O céu de cada um
Subitamente me senti arrebatado para um local estranho e diferente. O ponto em que me encontrava era escuro, mas pude observar focos de luzes não muito distante dali. Percebi (ou foi-me permitido entender, pois imediatamente pude compreender tudo o que se passava) que era o lugar onde vamos após a morte. O extremo onde eu me encontrava era justamente a entrada do lugar, muito sombria e com a presença de várias pessoas num lamúrio triste e dolorido. Entendi logo que eram as pessoas que desejam voltar por saudades dos que haviam deixado para trás, ainda vivendo na dimensão anterior. Porém, era proibido qualquer tipo de contato com o mundo terreno. Na tentativa de fazer o percurso inverso, quanto mais se aproximavam da entrada, que entendi ser ali, mas não podia ver devido à escuridão, sangue lhes saía pelos poros quando se achegavam ao invisível portão. A dor certamente crescia, pois os choros e gritos aumentavam na medida em que tentavam, em vão, sair.

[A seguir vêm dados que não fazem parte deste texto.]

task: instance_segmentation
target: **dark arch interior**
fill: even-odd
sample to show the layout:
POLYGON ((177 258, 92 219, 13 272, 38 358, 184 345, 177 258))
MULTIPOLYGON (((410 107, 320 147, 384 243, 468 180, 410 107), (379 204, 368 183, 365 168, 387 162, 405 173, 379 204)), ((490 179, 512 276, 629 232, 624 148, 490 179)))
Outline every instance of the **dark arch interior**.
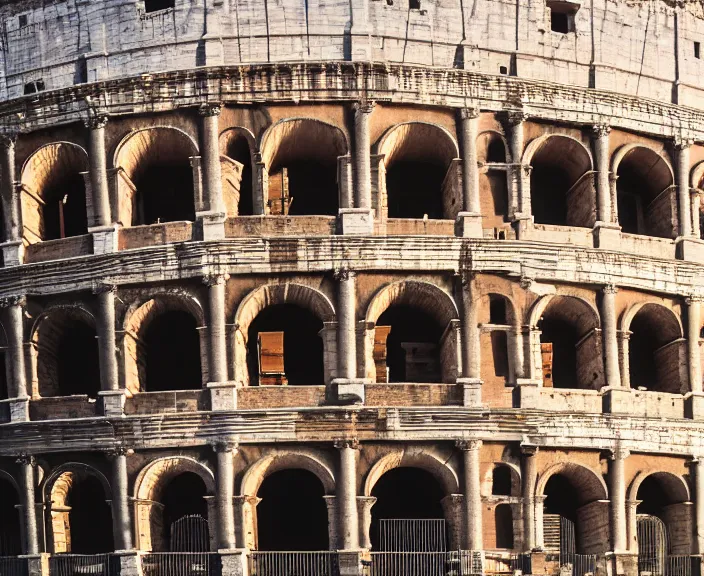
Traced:
POLYGON ((8 388, 10 382, 7 368, 8 366, 5 363, 5 350, 0 349, 0 400, 7 400, 10 397, 10 390, 8 388))
POLYGON ((59 394, 86 394, 95 398, 100 390, 100 360, 95 328, 68 319, 57 349, 59 394))
POLYGON ((489 139, 489 146, 486 151, 486 161, 496 164, 503 164, 506 162, 506 146, 504 146, 504 141, 498 135, 493 135, 489 139))
POLYGON ((680 391, 678 371, 672 367, 678 362, 678 351, 675 347, 660 351, 665 344, 674 340, 668 332, 675 329, 666 326, 657 310, 649 308, 640 310, 629 327, 628 367, 631 387, 677 393, 680 391))
MULTIPOLYGON (((338 209, 337 158, 291 159, 277 165, 269 176, 269 203, 280 201, 286 169, 291 216, 336 216, 338 209)), ((272 211, 272 213, 281 213, 272 211)))
POLYGON ((651 214, 648 209, 668 186, 663 174, 653 174, 651 170, 657 158, 654 152, 636 150, 619 164, 616 192, 618 222, 623 232, 665 238, 670 236, 667 226, 658 222, 666 216, 651 214))
POLYGON ((164 505, 164 536, 171 552, 206 552, 209 538, 205 523, 208 507, 203 479, 194 472, 184 472, 172 479, 164 488, 161 503, 164 505), (196 516, 189 522, 184 518, 196 516), (180 521, 180 522, 179 522, 180 521), (178 522, 174 525, 175 522, 178 522))
POLYGON ((144 335, 146 390, 201 388, 200 339, 188 312, 171 310, 148 325, 144 335))
POLYGON ((511 495, 511 470, 508 466, 494 466, 491 473, 491 493, 495 496, 511 495))
POLYGON ((237 136, 227 145, 227 155, 242 164, 242 181, 240 182, 240 202, 237 213, 247 216, 254 213, 252 207, 252 157, 249 142, 244 136, 237 136))
POLYGON ((442 327, 427 312, 413 306, 390 306, 377 326, 390 326, 386 339, 389 382, 439 382, 442 327))
POLYGON ((259 382, 258 335, 284 333, 284 372, 289 384, 317 385, 325 381, 323 371, 323 322, 295 304, 277 304, 262 310, 249 326, 247 365, 249 381, 259 382))
POLYGON ((43 240, 57 240, 88 233, 86 187, 78 172, 66 174, 42 191, 43 240))
POLYGON ((545 485, 545 513, 558 514, 572 522, 577 521, 580 501, 577 489, 567 476, 553 474, 545 485))
POLYGON ((496 547, 513 548, 513 511, 510 504, 499 504, 494 509, 496 547))
POLYGON ((137 221, 133 224, 194 221, 193 169, 181 163, 154 162, 135 179, 137 221))
POLYGON ((506 325, 508 319, 506 315, 506 298, 497 294, 489 295, 489 323, 506 325))
POLYGON ((540 329, 541 344, 552 344, 552 373, 544 373, 544 381, 551 379, 555 388, 577 388, 577 328, 561 318, 546 316, 540 329))
POLYGON ((327 550, 328 512, 318 477, 302 469, 267 476, 257 496, 259 550, 327 550))
POLYGON ((537 157, 530 173, 530 193, 536 224, 567 224, 567 191, 572 186, 566 170, 537 157))
POLYGON ((74 475, 68 494, 71 552, 101 554, 114 550, 112 513, 103 485, 95 476, 74 475))
MULTIPOLYGON (((379 478, 372 488, 377 500, 372 507, 370 538, 372 549, 388 549, 382 541, 380 520, 432 520, 444 518, 442 486, 421 468, 393 468, 379 478)), ((412 550, 408 550, 412 551, 412 550)))
POLYGON ((663 519, 663 509, 674 501, 655 475, 650 475, 638 486, 636 500, 640 500, 638 514, 650 514, 663 519))
POLYGON ((442 218, 446 172, 439 163, 392 162, 386 171, 389 218, 442 218))
POLYGON ((0 478, 0 556, 22 554, 20 534, 20 498, 15 487, 0 478))

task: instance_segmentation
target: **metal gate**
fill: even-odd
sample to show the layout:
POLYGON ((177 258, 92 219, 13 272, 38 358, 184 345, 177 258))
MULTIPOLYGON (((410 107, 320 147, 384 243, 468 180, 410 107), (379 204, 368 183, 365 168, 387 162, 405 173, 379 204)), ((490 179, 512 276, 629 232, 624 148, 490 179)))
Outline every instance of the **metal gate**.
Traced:
POLYGON ((596 554, 577 554, 575 525, 569 518, 557 514, 543 517, 543 538, 548 549, 558 549, 561 567, 569 567, 572 576, 596 572, 596 554))
POLYGON ((444 552, 445 520, 379 520, 380 552, 444 552))
POLYGON ((667 527, 657 516, 638 514, 638 573, 666 574, 670 549, 667 527))
POLYGON ((198 514, 184 516, 171 524, 171 552, 208 552, 210 530, 208 521, 198 514))

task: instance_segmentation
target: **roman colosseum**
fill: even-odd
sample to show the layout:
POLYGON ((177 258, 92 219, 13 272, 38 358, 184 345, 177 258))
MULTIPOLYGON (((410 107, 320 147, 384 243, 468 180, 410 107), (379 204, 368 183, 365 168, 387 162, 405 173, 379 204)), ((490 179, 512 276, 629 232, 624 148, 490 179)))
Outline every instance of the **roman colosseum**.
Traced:
POLYGON ((3 0, 3 576, 700 576, 701 0, 3 0))

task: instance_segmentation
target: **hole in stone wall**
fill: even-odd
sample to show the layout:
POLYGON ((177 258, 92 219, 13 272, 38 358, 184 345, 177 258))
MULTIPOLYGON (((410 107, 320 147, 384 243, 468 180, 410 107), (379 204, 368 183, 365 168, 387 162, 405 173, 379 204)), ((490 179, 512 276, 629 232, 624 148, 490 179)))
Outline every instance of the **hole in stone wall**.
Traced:
POLYGON ((164 537, 168 551, 209 550, 205 495, 203 479, 193 472, 179 474, 166 485, 161 504, 164 505, 164 537))
POLYGON ((262 499, 257 504, 257 549, 327 550, 324 494, 322 483, 308 470, 280 470, 267 476, 257 492, 262 499))
POLYGON ((88 233, 83 176, 67 173, 42 191, 44 240, 88 233))
POLYGON ((499 504, 494 509, 496 547, 513 548, 513 511, 510 504, 499 504))
POLYGON ((446 169, 430 162, 393 162, 386 173, 389 218, 442 218, 446 169))
POLYGON ((550 367, 543 348, 543 385, 555 388, 577 388, 577 330, 558 318, 543 318, 540 343, 551 344, 550 367))
POLYGON ((504 164, 506 162, 506 146, 504 146, 504 141, 498 134, 493 134, 489 140, 486 161, 496 164, 504 164))
POLYGON ((175 0, 144 0, 144 11, 147 13, 166 10, 167 8, 174 8, 175 6, 175 0))
POLYGON ((148 392, 201 388, 200 339, 188 312, 160 314, 144 334, 144 363, 148 392))
POLYGON ((508 74, 508 66, 499 66, 499 74, 508 74))
POLYGON ((188 164, 155 162, 135 179, 137 224, 195 220, 193 170, 188 164))
POLYGON ((442 329, 424 310, 389 307, 376 322, 391 328, 386 339, 389 382, 439 382, 442 329))
POLYGON ((20 499, 15 487, 0 478, 0 556, 22 554, 20 499))
POLYGON ((232 137, 227 143, 225 155, 242 164, 242 180, 240 181, 240 201, 238 214, 240 216, 253 214, 252 208, 252 159, 249 142, 241 134, 232 137))
POLYGON ((17 20, 20 28, 24 28, 29 24, 29 16, 27 14, 20 14, 17 20))
POLYGON ((73 554, 101 554, 114 550, 112 513, 103 485, 93 475, 73 474, 68 493, 70 548, 73 554))
POLYGON ((508 324, 506 320, 506 299, 503 296, 489 295, 489 324, 508 324))
POLYGON ((508 466, 494 466, 491 473, 491 493, 494 496, 511 495, 511 469, 508 466))
POLYGON ((494 376, 508 377, 508 338, 503 330, 491 333, 491 355, 494 360, 494 376))
POLYGON ((569 15, 558 12, 554 8, 550 10, 550 29, 553 32, 567 34, 570 31, 569 15))
POLYGON ((701 43, 700 43, 700 42, 695 42, 695 43, 694 43, 694 57, 695 57, 695 58, 699 59, 699 58, 702 57, 702 56, 701 56, 701 49, 702 49, 701 43))
POLYGON ((57 377, 61 396, 86 394, 96 398, 100 390, 98 339, 85 322, 67 319, 57 349, 57 377))
POLYGON ((411 10, 420 10, 420 0, 408 0, 408 7, 411 10))
MULTIPOLYGON (((7 400, 10 397, 7 368, 7 364, 5 363, 5 350, 0 350, 0 400, 7 400)), ((0 516, 0 518, 2 518, 2 516, 0 516)))
POLYGON ((39 80, 33 80, 32 82, 27 82, 24 85, 24 93, 26 94, 36 94, 37 92, 42 92, 46 89, 44 80, 41 78, 39 80))
POLYGON ((250 383, 323 384, 322 329, 323 322, 315 314, 295 304, 278 304, 262 310, 250 324, 247 337, 250 383), (260 333, 280 332, 283 332, 283 350, 279 350, 281 338, 269 338, 267 341, 259 338, 260 333), (261 374, 260 349, 264 354, 261 374))

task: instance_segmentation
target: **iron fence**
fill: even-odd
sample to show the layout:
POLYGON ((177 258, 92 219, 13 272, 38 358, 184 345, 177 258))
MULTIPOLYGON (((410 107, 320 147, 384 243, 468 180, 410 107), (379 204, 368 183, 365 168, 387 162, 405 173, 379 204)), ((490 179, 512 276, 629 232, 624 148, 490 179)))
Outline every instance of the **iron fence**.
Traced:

Tive então a certeza de que a volta era impossível e, não por experiência própria, mas por observação, procurei aproximar-me das luzes não muito longínquas na esperança de, já que não podia preencher a enorme falta dos que tinham ficado, matar a saudade dos que já deviam ter, presumi, chegado antes de mim.
Caminhando um pouco já pude encontrar velhos fregueses de meu pai, sorrindo e jogando cartas como faziam no antigo bar do meu querido protetor. A sua aparência era um pouco diferente, o lugar e as pessoas guardavam muitas semelhanças do que eu conhecia antes. Receberam-me com a mesma alegria de antigamente. Como se uma visita querida tivesse chegado sem que esperassem. Mas deixei que continuassem a sua diversão e saí em busca de mais conhecidos. Encontrei um amigo, que havia se suicidado ainda quando eu era adolescente e ele já um adulto. Este encontrava-se mais triste e pude entender que a aflição vinha do arrependimento, não do ato maldito em si, mas de ter deixado toda a sua família no mundo anterior e eles ainda demorarem para chegar. Se encontrava muito só, ele. Lembrei claramente da tristeza dos seus pais ao lado do corpo, mas não lhe disse nenhuma palavra sobre isso, apenas disse-lhe que eles sentiam a mesma falta. Mas que, para consolar-lhe, logo estariam todos ali também.
Pude entender que o ter não existia naquele lugar, todos já haviam esquecido e não se importavam com este termo. Nem mesmo o ser existia, já que a sua situação manifestava-se permanente. Apenas estar era o verbo presente para todos. Simplesmente todos estavam ali. Logo à frente encontrei meus avós, que há muito me haviam precedido e entendi que naquele lugar também se chorava. Os abraços e carinhos foram aqueles reservados para quando alguém muito próximo chega. Ao contrário do que haviam me ensinado anteriormente, aquele não era o lugar de alegrias e satisfação eternas. Muitos dos sentimentos continuavam existindo, como esses que encontrei e até a esperança manifestava-se nos seres.
Ainda no abraço de meu avô, veio-me a idéia que este lugar poderia ser o céu e perguntei sobre o senhor daquele lugar, se era mesmo Deus que os mantinha e cuidava para que nenhum voltasse dali. Diante da resposta afirmativa, expressei que desejava vê-lo imediatamente, que esse era o desejo de todos os mortais e que agora já eu o poderia fazê-lo. Indicaram-me então uma longa fila, com milhares, ou milhões, de pessoas que se dirigiam a monte com uma estrada espiralada de cujo cume vinha uma luz mais resplandecente do que as outras. Entrei na fila sem saber se todos os que eu havia encontrado já tinham estado nela ou não tinham vontade de enfrentar o longo tempo de espera que se apresentava.